The owner of Pleasants Landing has won his battle with county government officials to host outdoor music concerts without having to obtain a conditional use permit.
Louisa Circuit Court Judge Timothy Sanner said in a July 1 letter that the county cannot require Mike Vallerie to have a permit for shows at the Lake Anna property that may attract 200 or more people.
Sanner did not rule, however, on whether Vallerie’s property “is properly situated to hold a series of concerts of 200 or more spectators.”
The judge wrote that “such matter will have to be further addressed by appropriate administrative proceedings.”
As the county’s community development director in 2017, Allyson Finchum told Vallerie in a written zoning determination that his concerts constituted an outdoor gathering. The county zoning code requires a conditional use permit when 200 or more people attend an outdoor gathering at any one time.
Vallerie’s response was that the concerts should fall under the definition of commercial outdoor entertainment, which as a by-right use in the C-2 zoning district does not require the additional permit.
Sanner cited the county’s definition of commercial outdoor entertainment, which includes “predominantly spectator uses conducted in open or partially enclosed or screened facilities. Typical uses include, but are not limited to, sports arenas, motor vehicle or animal racing facilities, and outdoor amusement parks.”
Finchum had determined that since this definition did not mention musical festivals or concerts, these events were not allowed by right.
But Sanner pointed to the same sentence to reach a different conclusion, citing the words “not limited to.”
The other key to Sanner’s decision is the distinction between temporary event venues and permanent ones.
He said he would expect the county to require a conditional use permit for a temporary venue where concerts do not normally take place. The permit allows the supervisors to impose conditions on noise, number of spectators and other details. If the conditions can’t be met, the permit can be denied.
With a venue where events occur on a more permanent basis, the host is expected to iron out those details through an administrative site planning process. The supervisors cannot withhold the right to hold concerts, but the property owner has to provide appropriate facilities and crowd control, if necessary.
Vallerie said he was pleased with the judge’s decision and plans to continue efforts to offer attractions to visitors, such as an ice cream parlor, a marina and, in the future, a restaurant. But he remains aggrieved at how the county has treated him.
“It pains me that Louisa County administrators and supervisors used their authority to impose actions designed to make a selected person or businesses fail,” Vallerie said.
Vallerie has faced determined opposition from a small number of neighbors who say noise from a stage near the water’s edge interferes with their enjoyment of their homes. The Louisa County Board of Supervisors had its own ongoing quarrel with Vallerie after he built steps and a deck onto a structure on the property without a building permit.
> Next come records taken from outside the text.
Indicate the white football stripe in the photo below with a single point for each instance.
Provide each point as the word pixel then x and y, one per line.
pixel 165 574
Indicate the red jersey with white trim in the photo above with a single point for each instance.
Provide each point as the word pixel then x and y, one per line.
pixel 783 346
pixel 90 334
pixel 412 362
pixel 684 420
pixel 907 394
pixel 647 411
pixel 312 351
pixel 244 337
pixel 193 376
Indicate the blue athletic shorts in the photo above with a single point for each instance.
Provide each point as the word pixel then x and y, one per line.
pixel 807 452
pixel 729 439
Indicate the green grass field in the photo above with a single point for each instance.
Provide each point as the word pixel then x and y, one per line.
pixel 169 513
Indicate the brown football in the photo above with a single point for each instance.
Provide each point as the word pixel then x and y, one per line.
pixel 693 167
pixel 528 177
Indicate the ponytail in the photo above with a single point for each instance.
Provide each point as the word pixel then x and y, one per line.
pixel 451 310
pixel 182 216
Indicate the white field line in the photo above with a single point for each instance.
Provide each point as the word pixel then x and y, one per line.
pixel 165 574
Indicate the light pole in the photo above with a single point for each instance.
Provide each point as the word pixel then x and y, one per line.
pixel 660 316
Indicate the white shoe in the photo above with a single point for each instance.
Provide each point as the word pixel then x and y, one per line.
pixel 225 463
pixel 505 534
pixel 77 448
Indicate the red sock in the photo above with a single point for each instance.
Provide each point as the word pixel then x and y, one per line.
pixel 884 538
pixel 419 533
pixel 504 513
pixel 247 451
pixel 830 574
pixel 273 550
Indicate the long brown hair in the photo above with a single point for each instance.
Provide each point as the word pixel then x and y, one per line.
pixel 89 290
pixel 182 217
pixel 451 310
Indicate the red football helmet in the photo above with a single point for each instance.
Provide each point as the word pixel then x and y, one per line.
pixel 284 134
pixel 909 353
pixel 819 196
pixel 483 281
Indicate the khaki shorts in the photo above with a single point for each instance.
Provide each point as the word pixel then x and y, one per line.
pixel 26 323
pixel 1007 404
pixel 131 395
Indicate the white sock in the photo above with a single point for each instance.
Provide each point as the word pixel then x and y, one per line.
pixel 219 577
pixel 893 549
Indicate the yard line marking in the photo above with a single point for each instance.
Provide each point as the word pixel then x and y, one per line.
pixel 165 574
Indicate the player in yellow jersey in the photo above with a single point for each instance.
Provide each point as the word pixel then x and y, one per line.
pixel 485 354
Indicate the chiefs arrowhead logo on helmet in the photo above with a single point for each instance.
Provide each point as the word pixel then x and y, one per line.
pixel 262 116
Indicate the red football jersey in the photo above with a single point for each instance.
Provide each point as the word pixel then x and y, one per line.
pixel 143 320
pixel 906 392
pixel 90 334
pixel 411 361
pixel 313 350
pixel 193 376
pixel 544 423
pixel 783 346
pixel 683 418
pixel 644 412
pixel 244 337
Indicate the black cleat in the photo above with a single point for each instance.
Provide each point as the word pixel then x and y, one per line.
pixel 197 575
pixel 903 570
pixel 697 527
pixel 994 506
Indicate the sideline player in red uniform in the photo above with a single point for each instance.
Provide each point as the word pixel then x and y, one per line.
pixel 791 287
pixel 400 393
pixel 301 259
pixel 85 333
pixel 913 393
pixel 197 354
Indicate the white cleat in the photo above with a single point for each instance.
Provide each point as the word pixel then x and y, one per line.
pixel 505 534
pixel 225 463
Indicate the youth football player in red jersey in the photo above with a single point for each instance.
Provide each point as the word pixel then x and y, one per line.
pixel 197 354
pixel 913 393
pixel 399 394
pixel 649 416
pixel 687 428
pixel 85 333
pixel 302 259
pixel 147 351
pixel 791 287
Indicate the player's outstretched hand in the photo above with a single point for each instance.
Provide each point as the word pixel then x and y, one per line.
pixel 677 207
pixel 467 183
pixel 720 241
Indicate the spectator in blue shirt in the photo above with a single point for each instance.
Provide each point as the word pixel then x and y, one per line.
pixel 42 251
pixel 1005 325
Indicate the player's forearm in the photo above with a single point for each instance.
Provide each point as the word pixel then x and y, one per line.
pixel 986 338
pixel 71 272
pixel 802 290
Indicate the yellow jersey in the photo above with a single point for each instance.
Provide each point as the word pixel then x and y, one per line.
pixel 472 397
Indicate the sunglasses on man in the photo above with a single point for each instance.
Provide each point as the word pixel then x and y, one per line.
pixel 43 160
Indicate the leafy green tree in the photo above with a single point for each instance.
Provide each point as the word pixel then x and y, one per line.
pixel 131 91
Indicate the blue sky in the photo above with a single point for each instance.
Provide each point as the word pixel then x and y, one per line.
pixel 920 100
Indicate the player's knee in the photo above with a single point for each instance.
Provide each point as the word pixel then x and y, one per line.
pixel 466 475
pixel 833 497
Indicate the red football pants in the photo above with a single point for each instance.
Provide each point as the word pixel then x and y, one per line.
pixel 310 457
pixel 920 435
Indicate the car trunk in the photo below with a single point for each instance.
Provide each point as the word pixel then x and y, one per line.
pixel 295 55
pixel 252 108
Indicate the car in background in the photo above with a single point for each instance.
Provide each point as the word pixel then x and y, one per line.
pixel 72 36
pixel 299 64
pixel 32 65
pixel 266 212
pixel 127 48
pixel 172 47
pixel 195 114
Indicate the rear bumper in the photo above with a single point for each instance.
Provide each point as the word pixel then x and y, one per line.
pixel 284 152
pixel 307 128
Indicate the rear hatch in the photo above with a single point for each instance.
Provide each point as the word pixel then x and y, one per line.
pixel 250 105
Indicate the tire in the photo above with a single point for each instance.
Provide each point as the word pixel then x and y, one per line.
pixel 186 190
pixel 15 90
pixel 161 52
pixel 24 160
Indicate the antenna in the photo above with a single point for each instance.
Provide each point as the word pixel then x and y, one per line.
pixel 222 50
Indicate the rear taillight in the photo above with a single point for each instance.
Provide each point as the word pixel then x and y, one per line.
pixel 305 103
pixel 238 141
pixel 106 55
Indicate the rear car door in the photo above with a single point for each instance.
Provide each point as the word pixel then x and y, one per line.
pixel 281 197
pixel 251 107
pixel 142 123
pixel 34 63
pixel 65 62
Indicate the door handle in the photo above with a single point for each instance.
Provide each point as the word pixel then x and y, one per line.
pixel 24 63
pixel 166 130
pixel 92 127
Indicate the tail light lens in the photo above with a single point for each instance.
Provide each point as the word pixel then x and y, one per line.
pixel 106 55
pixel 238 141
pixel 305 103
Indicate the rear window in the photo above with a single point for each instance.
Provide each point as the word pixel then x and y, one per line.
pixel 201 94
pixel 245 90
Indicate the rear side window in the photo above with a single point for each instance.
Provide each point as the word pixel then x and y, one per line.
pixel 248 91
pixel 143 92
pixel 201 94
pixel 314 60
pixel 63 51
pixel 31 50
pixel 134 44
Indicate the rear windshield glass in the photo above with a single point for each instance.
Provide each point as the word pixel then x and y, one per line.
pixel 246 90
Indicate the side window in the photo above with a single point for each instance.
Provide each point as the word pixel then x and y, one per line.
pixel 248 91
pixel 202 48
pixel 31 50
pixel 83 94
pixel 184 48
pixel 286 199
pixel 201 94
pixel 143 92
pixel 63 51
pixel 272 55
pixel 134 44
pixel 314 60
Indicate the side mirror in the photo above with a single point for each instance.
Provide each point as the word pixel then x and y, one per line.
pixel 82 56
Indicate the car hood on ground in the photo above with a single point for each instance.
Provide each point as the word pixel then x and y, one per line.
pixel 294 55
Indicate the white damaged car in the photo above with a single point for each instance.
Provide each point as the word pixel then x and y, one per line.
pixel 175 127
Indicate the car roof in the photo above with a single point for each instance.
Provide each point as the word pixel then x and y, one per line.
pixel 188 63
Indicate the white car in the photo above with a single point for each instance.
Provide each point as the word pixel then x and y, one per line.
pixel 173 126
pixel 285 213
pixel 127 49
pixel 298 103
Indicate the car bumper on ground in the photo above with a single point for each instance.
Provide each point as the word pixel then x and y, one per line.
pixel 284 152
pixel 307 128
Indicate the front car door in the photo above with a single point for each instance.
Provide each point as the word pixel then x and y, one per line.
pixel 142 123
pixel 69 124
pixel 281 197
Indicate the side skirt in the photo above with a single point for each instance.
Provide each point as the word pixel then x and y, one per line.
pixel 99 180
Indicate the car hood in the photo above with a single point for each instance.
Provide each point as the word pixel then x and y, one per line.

Vallerie later obtained the permit, but the steps and deck were located within a five-foot setback and had to be removed anyway.
Earlier this year the judge ruled that the county’s board of zoning appeals erred in April 2019 when it gave Vallerie a variance allowing the steps and deck to be within the setback. Only four of the board’s seven members were present for the meeting and one voted against the variance. As a result, Sanner said, the zoning board’s ruling was invalid because state law requires a majority of the board to vote in favor.